Et puis ça nous a mis un coup de pied aux fesses. On est arrivé très confiants dans le programme, et je me rappelle d’une session de mentorat au tout début pendant laquelle on nous a un peu remis à notre place. On nous a dit qu’on ne foutait rien, qu’il fallait être plus dans le concret : on en avait besoin ! Le programme* nous a aussi apporté énormément de contacts, que ce soit des entrepreneurs, des experts … Nos co-participants et l’équipe Ticket for Change nous ont permis d’avancer dans la bonne direction, de nous challenger, de pousser plus loin les limites de notre réflexion. Le programme nous a permis de confronter nos idées au monde réel, grâce à l’expérience et l’expertise des mentors qui nous ont suivi.

*Le parcours entrepreneur : Qu'est-ce que c'est ?

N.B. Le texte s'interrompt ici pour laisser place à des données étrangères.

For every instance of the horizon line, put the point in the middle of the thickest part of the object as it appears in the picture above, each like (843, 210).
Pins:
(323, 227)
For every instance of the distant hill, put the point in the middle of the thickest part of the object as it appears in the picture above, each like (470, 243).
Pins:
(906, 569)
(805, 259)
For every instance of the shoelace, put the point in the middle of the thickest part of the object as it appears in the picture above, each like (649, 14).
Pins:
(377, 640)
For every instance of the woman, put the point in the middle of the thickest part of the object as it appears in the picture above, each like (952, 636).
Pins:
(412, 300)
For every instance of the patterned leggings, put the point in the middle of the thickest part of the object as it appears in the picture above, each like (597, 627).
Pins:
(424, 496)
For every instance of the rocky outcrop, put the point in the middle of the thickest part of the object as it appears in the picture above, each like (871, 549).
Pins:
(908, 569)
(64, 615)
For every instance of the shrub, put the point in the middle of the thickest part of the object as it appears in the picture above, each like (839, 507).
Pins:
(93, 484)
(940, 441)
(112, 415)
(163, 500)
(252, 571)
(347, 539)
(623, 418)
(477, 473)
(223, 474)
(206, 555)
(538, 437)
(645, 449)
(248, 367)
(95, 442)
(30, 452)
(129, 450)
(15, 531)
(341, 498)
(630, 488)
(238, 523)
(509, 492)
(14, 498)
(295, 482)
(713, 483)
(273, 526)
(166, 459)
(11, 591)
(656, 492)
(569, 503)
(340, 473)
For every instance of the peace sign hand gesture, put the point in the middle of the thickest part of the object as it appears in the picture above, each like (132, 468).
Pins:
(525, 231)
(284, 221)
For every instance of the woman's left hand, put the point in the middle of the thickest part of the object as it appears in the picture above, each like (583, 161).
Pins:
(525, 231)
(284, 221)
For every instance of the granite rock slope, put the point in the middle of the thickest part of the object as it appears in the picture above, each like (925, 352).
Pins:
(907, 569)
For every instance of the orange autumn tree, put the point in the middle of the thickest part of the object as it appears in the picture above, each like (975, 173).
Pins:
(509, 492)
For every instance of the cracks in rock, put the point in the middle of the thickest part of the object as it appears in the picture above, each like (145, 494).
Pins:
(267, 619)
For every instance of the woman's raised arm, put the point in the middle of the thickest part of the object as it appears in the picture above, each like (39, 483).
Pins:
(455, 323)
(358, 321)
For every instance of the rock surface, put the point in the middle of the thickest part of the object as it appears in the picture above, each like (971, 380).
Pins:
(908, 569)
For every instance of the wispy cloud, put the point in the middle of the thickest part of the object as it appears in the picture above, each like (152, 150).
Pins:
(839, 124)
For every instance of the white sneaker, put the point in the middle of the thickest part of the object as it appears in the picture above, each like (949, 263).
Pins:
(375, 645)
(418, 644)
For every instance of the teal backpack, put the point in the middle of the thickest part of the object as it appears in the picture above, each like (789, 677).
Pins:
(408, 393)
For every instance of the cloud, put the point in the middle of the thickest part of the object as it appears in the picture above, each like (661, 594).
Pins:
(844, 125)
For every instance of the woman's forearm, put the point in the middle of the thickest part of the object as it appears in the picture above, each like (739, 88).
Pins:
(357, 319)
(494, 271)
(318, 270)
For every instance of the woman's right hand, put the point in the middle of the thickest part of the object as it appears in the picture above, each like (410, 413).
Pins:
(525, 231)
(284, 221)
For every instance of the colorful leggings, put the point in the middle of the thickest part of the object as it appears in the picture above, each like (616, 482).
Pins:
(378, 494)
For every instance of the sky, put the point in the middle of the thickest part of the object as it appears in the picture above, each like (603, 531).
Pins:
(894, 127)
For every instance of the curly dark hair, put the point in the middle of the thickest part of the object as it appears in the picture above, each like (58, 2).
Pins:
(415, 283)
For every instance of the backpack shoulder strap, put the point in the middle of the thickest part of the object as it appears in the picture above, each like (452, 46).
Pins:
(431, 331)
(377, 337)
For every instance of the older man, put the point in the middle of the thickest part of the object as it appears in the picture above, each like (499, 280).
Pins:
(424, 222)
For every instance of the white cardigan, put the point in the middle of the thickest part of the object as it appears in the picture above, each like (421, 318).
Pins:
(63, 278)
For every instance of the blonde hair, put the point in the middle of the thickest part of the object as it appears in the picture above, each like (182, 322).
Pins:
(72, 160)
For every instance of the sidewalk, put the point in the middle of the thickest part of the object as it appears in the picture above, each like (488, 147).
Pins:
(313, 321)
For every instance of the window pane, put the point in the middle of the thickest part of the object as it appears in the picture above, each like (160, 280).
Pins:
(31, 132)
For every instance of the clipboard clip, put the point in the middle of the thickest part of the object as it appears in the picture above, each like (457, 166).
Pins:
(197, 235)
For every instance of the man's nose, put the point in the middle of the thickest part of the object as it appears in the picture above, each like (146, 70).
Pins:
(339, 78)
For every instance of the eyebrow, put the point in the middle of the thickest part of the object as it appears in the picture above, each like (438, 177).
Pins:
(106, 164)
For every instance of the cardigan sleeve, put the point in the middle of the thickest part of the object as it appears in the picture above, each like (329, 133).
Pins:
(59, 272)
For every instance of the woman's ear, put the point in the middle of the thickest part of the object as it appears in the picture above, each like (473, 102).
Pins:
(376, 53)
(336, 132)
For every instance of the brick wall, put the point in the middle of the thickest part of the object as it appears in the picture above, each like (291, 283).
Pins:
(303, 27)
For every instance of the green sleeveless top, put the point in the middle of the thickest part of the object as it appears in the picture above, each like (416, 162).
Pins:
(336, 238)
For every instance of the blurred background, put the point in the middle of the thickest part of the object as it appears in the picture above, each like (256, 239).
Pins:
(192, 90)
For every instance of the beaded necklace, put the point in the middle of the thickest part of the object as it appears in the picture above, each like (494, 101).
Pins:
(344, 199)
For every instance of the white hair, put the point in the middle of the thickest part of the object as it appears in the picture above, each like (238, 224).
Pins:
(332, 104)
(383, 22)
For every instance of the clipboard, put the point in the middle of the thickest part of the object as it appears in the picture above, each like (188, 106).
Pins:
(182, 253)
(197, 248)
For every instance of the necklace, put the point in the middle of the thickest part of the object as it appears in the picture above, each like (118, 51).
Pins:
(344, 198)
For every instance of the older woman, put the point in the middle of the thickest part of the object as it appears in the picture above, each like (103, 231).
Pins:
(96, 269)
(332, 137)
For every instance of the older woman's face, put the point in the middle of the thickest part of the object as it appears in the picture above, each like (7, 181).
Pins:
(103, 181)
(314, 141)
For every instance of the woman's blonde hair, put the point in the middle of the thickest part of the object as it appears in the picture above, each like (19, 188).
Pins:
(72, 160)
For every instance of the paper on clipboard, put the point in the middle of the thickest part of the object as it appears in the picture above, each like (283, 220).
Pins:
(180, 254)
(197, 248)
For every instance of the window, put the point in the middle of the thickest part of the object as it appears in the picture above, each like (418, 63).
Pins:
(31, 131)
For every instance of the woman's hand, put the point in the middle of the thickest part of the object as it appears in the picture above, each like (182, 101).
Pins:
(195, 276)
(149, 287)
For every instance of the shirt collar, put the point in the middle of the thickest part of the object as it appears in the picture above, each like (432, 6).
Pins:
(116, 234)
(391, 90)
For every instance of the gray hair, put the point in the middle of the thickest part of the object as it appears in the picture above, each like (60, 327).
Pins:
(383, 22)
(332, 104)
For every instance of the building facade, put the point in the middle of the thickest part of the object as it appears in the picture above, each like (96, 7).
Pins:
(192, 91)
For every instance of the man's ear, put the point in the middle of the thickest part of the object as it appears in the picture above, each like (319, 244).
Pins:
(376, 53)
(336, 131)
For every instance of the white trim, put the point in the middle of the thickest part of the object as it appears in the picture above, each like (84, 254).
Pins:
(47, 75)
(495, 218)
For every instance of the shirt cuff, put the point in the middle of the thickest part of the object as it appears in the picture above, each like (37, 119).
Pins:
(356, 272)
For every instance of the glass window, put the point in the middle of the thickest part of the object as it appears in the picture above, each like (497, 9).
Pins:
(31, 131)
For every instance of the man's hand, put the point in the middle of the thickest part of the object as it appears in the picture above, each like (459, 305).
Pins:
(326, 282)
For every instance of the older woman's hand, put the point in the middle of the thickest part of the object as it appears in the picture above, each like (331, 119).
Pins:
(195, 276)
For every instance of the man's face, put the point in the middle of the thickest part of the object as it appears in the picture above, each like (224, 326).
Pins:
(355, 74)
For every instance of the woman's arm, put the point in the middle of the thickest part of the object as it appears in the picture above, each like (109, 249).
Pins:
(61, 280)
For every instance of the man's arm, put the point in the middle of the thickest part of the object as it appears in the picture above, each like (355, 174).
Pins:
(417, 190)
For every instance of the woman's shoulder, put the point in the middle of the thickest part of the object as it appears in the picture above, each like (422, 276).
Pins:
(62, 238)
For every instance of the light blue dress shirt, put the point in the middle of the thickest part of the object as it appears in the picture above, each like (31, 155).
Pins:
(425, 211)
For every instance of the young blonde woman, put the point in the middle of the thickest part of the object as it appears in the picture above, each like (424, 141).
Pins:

Le Parcours Entrepreneur est un programme d’accompagnement de 6 mois, pour des individus, seuls ou en équipe, qui ont une idée de projet pour résoudre nos enjeux de société. Ticket for Change accompagne ainsi chaque année 50 talents à lancer leur start-up à impact positif en leur apportant un suivi personnalisé, des outils concrets pour tester leur idée sur le terrain, un réseau de pairs et d'experts, et une visibilité pour leur projet. Au cœur de ce programme : le Ticket Tour, un voyage intense de 10 jours à travers la France pour rencontrer sur le terrain les pionniers les plus inspirants du pays, découvrir les solutions locales, et prototyper rapidement sa start-up sociale. Et tout au long du programme, un accompagnement en ligne personnalisé et quotidien est proposé (mentoring & formations et ressources en ligne). 

Et maintenant ?

Pour résoudre ce problème d’accès aux soins, on a décidé de développer Feelae. C’est une plateforme de téléconsultation médicale qui permet à tous les Français d’avoir accès à un médecin généraliste en moins de cinq minutes n’importe où, n’importe quand en visioconférence.
Là on vient de boucler notre première levée de fonds, et on est en train de développer le produit qui sera disponible en bêta-test début mai 2017.

Aujourd’hui je "méta surkiffe" [SIC] ma vie *rires*.

Je suis dans une situation financière qui est catastrophique. Je vis chez mes parents mais je suis heureux, alors qu’avant je n’avais aucun problème de trésorerie mais j’étais malheureux. Il ne faut pas avoir peur de sauter le pas : on vit dans un monde où l’entrepreneuriat est extrêmement bien valorisé alors qu’il y a 10 ans c’était presque un gros mot. Je pense que tout le monde ne peut pas être entrepreneur mais tout le monde peut être entrepreneur de sa propre vie.